I have always had body issues with being too heavy, and in the last ten years I overcompensate for my weight by wearing a lot of dresses and skirts.  Yet I have tattoos on my arms of skeletons and daggers.  I look back to my "thin" days and how I dressed.  Overalls, shorts I bought in the men's section so they could hang on my hips, and always tank tops.  I still wear tank tops but that could be a climate dictation.

What was my chosen career?  Fashion.  I can not help now but to feel as if I am part of the problem.

"If you wear this shade it will really make your eyes pop"  because lord knows if our eyes are not as big and round as a Disney Princess no one will think we are pretty.

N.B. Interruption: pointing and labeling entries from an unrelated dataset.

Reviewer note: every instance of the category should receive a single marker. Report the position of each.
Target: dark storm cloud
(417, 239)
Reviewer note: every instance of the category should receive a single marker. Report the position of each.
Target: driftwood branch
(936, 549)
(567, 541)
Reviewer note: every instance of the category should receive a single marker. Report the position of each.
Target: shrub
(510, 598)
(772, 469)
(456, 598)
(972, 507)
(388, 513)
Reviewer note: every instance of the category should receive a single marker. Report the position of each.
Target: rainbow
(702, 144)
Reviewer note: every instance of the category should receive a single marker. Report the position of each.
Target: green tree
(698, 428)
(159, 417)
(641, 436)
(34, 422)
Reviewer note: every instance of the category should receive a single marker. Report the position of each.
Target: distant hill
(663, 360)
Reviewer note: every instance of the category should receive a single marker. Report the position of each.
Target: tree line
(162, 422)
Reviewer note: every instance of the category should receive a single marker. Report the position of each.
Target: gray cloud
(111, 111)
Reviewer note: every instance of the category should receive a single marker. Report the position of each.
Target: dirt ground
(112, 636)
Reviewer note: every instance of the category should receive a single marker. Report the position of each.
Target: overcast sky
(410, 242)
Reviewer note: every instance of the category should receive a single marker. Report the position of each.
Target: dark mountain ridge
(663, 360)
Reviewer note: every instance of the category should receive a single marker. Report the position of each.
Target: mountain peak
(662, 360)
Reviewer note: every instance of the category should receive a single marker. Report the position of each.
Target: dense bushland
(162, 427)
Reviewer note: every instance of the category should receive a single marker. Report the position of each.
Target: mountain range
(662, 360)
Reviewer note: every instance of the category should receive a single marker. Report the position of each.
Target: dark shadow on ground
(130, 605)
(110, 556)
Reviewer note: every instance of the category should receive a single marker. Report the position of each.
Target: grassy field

I have worked fashion show after fashion show, more photo shoots than I can count.  I have watched male photographers make models pose in ridiculous ways that they think is sexy.

Yet, I myself only wear makeup if I am working.  I usually apply it on my way to work at each red light.  I can not wait to get home and take it off.

I am captivated by makeup, I retail it, I collect it, but I do not use it on me.  My tiny personal makeup bag has a few things and I always wear the same things.

As I get older I am just now learning to love my body.  This is not easy on a Grand Canyon scale.  In youth I loved my breasts, small, always a B cup and as perky as a Grande Cup of Pumpkin spiced latte.  Of late my breasts have reached National Geographic proportion.  Still, I wont wear a bra on most days, and it comes off before the makeup does.

I do not abide by the rules of my profession.  Yes I want to look pretty, yes I miss the days of turning heads of both males and females, but I lump that with youth.  I will never be that again. I am coming to terms with what being a woman really means, while simultaneously guilty of supporting the gender bias.

I love making people look good.  I love when they feel their hair after I have cut it or styled it and they smile with happiness.  I love that I can take a 15 year old girl look sexy and vulnerable at the same time.

I sit here and reflect on that last sentence and feel sick about it.

Is it wrong to want to feel hot, sexy, and desirable?

Is it wrong that I have spent my professional life disseminating this myth that if you feel you look good on the outside it will reflect how you feel on the inside?

Have I neglected my daughters by focusing so much on my son?

Is it too late for them to learn?

I am faced now with a question I do not know how to answer, how do I go about my career in a balanced way?

I have not been working all that much in the last year, a photo shoot here or there, a wedding or two, and maybe a few zombies.  Even some of my zombies required that they still appear sexy.  Not a problem, I can do that.

I know women who are authors, judges, athletes, doctors, actors,  professors.  At some point these women have ended up in my chair asking for help.  Help to tame curls, what makeup is best, should they color their hair or let it go grey.  All of them not knowing they are all asking the same thing of me.

To make them look better then they perceive themselves.

If I could go back over my career I might change a few things, I might not.  I do know I would change what I said and how I encouraged my daughters.

I know now that if I could go back in time to a point where I sang "Hush Little Baby" I would change it to Que Sera Sera.

Daughters: Don't hush, cry if you need to, scream if you feel it, take a stand, be you, with or without a bra or makeup.  Always know there is at least one person on this earth who loves you just the way you are, it may have taken me 46 years to say it, but you are perfect, and you are loved.